Earlier this week, LinkedIn introduced it was open-sourcing AvroTensorDataset, which is a “TensorFlow dataset for studying, parsing, and processing Avro knowledge.” Apache Avro is the first storage format that LinkedIn makes use of for its coaching knowledge.
Based on LinkedIn, it was experiencing bottlenecks in its machine studying workloads that had been brought on by the necessity to learn a number of terabytes of enter knowledge. AvroTensorDataset can velocity up preprocessing of knowledge by a number of orders of magnitude, based on the corporate.
The device was constructed internally at LinkedIn, and it needed to open-source the venture in order that others might expertise the massive efficiency boosts to coaching workloads. It has been in manufacturing for over a yr already at LinkedIn.

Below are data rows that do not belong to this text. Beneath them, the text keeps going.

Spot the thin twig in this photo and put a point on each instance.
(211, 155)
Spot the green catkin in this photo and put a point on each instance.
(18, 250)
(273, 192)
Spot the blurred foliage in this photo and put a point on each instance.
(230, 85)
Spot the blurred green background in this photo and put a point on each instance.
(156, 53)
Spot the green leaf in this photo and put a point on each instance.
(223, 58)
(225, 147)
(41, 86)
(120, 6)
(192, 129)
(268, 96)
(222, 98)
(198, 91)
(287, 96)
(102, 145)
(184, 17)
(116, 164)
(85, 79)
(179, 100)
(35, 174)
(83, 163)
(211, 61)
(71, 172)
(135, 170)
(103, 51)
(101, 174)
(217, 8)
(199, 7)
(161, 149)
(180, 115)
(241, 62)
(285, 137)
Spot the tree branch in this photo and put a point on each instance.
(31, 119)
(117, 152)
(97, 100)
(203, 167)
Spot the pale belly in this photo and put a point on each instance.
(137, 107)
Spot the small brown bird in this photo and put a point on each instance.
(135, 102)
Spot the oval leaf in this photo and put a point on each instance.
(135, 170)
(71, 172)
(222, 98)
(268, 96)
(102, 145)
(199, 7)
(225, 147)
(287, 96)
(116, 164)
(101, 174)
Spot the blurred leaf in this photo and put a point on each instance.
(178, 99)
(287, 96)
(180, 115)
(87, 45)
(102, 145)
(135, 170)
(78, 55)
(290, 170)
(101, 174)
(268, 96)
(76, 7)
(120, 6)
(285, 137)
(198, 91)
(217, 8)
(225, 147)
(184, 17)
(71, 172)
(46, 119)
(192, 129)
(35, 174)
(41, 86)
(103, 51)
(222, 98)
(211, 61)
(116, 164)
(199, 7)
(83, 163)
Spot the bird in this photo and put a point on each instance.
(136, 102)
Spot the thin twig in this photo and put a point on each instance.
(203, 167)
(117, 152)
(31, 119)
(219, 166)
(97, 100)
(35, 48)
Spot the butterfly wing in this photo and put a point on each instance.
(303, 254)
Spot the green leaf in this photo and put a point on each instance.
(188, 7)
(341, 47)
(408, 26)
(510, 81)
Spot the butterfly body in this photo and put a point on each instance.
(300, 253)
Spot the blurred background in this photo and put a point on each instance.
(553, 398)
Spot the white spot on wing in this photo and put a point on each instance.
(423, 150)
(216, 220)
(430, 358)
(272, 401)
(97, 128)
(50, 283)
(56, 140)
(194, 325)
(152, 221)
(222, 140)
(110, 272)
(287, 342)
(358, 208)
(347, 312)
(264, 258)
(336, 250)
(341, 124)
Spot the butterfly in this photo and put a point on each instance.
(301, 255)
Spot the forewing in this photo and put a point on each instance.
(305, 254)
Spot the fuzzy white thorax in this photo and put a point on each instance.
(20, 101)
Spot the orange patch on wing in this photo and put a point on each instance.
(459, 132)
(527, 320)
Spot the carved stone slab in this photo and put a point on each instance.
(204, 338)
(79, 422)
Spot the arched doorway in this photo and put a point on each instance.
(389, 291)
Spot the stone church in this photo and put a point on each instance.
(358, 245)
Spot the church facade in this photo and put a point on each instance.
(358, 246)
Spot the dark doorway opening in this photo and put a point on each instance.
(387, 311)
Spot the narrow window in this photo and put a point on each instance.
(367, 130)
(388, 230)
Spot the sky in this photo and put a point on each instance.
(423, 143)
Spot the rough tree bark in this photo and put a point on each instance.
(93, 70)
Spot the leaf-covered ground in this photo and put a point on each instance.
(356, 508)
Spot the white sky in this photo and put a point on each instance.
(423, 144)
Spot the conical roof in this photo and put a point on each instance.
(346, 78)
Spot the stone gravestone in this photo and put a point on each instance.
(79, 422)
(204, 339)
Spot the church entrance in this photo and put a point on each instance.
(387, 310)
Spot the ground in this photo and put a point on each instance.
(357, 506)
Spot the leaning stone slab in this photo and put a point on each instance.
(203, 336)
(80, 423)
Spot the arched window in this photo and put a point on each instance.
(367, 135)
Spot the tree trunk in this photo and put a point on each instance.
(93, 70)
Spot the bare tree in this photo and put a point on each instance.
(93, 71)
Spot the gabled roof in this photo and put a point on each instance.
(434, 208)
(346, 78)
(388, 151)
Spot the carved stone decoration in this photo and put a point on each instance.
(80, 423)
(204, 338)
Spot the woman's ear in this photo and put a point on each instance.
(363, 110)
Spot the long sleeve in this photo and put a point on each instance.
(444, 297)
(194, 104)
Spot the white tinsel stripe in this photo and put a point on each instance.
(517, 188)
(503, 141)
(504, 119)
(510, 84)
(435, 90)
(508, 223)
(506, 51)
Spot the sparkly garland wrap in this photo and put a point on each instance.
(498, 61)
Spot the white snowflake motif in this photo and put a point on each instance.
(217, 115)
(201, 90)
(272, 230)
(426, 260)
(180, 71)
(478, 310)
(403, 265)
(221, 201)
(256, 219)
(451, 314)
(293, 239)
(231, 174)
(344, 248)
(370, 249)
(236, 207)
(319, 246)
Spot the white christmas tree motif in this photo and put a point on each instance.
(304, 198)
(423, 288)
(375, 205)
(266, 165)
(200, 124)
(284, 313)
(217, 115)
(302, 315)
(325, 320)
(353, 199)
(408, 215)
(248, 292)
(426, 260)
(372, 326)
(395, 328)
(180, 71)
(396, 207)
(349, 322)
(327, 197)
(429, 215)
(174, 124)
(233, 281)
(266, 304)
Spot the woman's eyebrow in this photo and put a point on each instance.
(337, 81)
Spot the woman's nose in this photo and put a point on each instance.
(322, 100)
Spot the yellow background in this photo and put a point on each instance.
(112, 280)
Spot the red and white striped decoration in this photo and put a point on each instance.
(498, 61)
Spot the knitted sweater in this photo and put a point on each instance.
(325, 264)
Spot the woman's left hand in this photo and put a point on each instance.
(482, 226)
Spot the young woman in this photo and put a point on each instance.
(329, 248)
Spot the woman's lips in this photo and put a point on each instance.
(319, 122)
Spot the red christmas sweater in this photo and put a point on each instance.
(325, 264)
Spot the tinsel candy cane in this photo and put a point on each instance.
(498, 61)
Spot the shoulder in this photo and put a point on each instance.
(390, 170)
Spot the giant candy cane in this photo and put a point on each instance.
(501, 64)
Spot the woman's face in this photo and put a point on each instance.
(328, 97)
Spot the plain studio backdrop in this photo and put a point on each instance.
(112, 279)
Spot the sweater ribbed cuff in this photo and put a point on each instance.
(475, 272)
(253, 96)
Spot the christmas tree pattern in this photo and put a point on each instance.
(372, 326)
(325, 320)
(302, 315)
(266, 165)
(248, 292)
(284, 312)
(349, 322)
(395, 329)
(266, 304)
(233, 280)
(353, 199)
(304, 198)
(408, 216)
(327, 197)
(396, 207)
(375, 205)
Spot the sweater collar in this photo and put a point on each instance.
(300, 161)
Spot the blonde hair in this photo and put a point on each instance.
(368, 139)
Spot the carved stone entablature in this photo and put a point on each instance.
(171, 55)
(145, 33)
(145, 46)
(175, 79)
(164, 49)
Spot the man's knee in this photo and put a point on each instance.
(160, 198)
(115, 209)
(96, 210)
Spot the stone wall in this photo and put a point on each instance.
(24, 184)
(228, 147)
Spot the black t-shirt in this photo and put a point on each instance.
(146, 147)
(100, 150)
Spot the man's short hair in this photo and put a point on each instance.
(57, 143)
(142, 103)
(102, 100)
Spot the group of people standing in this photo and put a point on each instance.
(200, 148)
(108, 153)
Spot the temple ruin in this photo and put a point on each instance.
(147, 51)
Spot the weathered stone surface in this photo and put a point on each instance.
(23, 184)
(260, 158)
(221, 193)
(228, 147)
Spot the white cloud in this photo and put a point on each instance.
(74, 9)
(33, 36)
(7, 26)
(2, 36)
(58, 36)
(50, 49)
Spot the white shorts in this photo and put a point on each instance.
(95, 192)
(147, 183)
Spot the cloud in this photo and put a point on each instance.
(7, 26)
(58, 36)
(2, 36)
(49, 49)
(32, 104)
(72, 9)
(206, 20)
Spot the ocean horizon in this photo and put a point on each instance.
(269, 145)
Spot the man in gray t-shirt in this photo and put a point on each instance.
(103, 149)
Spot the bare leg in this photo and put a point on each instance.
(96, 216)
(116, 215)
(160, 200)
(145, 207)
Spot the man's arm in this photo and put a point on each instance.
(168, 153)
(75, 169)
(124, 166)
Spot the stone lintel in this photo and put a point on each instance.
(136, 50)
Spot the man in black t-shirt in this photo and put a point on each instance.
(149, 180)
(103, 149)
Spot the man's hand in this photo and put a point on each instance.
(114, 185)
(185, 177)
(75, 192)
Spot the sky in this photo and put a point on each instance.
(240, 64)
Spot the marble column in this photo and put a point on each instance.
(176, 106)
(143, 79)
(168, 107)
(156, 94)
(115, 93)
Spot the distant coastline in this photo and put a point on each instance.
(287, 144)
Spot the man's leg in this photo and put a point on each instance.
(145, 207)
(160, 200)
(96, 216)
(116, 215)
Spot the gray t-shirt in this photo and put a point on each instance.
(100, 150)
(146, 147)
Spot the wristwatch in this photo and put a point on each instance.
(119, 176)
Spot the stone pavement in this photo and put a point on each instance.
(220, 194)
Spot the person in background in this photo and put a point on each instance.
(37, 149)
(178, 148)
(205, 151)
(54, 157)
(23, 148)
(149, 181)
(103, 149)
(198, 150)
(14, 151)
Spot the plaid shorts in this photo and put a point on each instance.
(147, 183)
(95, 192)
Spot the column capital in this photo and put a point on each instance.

LinkedIn says that with this device it has been capable of enhance processing velocity by 162x in comparison with current options and has decreased general coaching time by 66%
“ATDSDataset is LinkedIn’s resolution to effectively learn Avro knowledge into TensorFlow. By a number of efficiency enhancements, we had been capable of velocity up I/O throughput by orders of magnitude over current Avro reader options. Our workforce at LinkedIn labored carefully with the TensorFlow I/O neighborhood to open-source this characteristic, and we hope that by open-sourcing it, the TensorFlow neighborhood also can profit from these efficiency enhancements,” Jonathan Hung, workers software program engineer at LinkedIn, wrote in a weblog submit.